What people should be fully aware of is that while this might delay the financial issues concerning the countries in the Eurozone, this is not going to solve the underlying problems – too many entitlements promised to people and not enough money to pay the corresponding liabilities. The only solutions are to reduce the entitlements (which is difficult to achieve politically) or raise revenues.
Clearly by stalling for time, they are hoping something might happen that would alleviate themselves of the fiscal mess they are in, but by stalling any action that would clean up the mess, it will just make it worse in the future when the proverbial excrement hits the fan.
It is my market opinion that we have not seen the end of this by any means.

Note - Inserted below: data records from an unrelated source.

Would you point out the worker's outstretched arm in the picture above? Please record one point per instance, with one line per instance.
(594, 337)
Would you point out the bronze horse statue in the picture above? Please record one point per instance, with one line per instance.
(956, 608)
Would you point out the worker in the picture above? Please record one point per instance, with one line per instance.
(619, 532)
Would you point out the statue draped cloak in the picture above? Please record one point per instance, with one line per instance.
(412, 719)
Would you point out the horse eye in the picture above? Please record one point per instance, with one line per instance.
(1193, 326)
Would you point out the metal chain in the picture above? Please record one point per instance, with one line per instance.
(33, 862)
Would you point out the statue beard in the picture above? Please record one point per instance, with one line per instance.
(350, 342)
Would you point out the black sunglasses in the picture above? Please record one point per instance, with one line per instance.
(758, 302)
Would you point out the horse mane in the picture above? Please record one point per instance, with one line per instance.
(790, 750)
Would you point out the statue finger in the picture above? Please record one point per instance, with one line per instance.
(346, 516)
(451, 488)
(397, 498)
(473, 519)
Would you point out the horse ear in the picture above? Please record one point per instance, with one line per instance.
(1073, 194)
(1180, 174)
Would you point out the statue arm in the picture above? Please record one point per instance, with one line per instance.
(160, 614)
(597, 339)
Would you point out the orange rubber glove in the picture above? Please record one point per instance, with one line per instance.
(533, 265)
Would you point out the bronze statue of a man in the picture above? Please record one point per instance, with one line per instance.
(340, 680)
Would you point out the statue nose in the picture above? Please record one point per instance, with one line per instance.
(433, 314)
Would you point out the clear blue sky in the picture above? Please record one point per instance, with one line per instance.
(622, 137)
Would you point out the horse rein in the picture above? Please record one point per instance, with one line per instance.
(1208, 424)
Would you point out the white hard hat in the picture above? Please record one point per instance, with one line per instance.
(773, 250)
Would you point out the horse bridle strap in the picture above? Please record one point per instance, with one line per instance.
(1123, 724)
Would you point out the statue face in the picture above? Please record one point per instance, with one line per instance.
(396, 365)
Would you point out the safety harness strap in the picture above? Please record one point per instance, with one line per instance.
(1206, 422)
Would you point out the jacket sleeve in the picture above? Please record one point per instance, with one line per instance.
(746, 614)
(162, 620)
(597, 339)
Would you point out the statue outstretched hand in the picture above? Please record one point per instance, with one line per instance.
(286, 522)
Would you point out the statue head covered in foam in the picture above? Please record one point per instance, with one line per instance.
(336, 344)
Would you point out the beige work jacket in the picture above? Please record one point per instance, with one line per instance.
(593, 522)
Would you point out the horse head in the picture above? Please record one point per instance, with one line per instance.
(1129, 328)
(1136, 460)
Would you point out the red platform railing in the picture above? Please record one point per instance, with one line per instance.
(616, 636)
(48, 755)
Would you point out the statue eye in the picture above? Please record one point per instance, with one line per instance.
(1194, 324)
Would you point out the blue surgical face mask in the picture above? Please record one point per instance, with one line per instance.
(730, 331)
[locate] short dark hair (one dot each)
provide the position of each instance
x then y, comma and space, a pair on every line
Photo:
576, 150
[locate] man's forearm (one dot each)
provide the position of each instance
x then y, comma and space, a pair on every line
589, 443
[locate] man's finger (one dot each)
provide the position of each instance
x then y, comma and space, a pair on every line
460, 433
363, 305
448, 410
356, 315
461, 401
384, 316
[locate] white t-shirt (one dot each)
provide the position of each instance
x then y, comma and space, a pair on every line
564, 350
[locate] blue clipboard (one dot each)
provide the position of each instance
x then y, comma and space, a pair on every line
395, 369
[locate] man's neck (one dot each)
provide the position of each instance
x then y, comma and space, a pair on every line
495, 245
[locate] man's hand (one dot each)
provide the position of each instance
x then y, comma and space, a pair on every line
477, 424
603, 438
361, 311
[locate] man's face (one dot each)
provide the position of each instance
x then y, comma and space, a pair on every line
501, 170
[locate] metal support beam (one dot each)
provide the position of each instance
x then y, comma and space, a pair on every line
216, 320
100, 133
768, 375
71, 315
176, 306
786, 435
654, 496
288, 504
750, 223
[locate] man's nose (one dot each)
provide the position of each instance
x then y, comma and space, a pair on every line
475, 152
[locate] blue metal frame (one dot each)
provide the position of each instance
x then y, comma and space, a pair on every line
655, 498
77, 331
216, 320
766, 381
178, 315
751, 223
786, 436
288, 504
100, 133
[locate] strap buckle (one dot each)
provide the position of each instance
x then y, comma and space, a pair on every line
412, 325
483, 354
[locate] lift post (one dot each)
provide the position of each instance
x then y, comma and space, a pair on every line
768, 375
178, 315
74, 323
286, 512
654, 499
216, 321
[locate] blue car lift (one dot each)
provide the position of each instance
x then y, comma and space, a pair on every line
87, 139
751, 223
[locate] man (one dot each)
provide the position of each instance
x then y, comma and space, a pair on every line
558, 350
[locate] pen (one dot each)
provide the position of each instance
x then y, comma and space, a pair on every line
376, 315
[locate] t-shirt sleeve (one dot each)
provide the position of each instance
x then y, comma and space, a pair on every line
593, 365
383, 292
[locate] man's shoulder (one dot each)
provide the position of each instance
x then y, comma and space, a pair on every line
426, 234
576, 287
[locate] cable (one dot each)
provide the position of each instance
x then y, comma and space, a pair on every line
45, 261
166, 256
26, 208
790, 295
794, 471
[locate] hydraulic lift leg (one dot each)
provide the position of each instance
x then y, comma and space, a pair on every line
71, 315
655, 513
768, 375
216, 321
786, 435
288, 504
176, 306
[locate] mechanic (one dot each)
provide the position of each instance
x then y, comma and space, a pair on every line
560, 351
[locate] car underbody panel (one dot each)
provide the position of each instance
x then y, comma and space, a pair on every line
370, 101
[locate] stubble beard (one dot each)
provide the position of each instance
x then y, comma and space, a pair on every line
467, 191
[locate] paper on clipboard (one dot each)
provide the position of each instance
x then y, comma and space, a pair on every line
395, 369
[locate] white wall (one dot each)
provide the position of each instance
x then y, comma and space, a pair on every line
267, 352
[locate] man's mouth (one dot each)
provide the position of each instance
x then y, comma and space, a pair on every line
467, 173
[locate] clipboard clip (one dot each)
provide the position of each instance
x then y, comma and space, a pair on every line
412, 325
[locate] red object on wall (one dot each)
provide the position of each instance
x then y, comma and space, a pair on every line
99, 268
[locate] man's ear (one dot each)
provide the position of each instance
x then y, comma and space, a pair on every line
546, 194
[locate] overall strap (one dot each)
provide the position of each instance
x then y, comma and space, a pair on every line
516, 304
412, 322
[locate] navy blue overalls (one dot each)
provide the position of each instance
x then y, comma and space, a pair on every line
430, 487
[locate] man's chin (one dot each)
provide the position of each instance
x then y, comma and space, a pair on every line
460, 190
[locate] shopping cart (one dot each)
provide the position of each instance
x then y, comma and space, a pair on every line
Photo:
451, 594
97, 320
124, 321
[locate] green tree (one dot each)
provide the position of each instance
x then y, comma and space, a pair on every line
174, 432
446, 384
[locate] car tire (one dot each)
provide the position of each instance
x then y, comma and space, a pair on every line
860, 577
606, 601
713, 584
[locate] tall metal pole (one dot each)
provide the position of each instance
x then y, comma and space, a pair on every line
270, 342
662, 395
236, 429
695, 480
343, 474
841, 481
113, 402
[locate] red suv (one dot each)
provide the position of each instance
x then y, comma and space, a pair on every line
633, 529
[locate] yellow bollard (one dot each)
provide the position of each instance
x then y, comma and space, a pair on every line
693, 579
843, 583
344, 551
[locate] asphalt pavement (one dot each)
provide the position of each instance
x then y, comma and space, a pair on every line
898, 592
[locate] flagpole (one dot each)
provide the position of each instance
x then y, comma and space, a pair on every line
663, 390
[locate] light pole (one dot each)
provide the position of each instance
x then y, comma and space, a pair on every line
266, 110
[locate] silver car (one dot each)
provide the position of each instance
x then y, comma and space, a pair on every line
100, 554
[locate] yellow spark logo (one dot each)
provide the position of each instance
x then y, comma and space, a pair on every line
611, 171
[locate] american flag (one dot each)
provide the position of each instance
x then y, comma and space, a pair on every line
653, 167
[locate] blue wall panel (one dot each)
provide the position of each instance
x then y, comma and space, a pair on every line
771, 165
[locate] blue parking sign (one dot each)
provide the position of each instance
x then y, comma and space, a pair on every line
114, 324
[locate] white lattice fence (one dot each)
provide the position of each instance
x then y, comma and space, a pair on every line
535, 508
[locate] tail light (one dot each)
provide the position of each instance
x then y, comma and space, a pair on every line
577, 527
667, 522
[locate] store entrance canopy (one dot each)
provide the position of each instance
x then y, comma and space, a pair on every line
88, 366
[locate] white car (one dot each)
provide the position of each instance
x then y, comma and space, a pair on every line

How to play this profitably is difficult – increasing cash allocation and playing the risk aversion card seems to be wise until such a time it becomes evident that the markets have discounted sufficient risk to account for the soverign debt mess that is looming.
The United States is not immune to this, but economists do know that countries such as the United Kingdom, other European countries and Japan are more likely to face these big macroeconomic/demographic issues before the USA will.
Countries like Canada, relatively speaking, are in decent shape. While old age security payments and guaranteed income supplements will increase as the baby boomer generation retires, entitlement payments are relatively low and can be managed. Our pension plan (CPP) is solvent and funded by real assets generating real returns (although how those assets will perform in a global debt default remains to be seen). The big liability, accrued healthcare spending, is the big political hot potato. The Canadian economy seems poised to take advantage of one major trend, mainly that consumption of energy will continue to increase – our oil industry is going to boom assuming there is no massive deflation of debt and international trade.
I still have no idea whether the deflationary or inflationary theory will win out.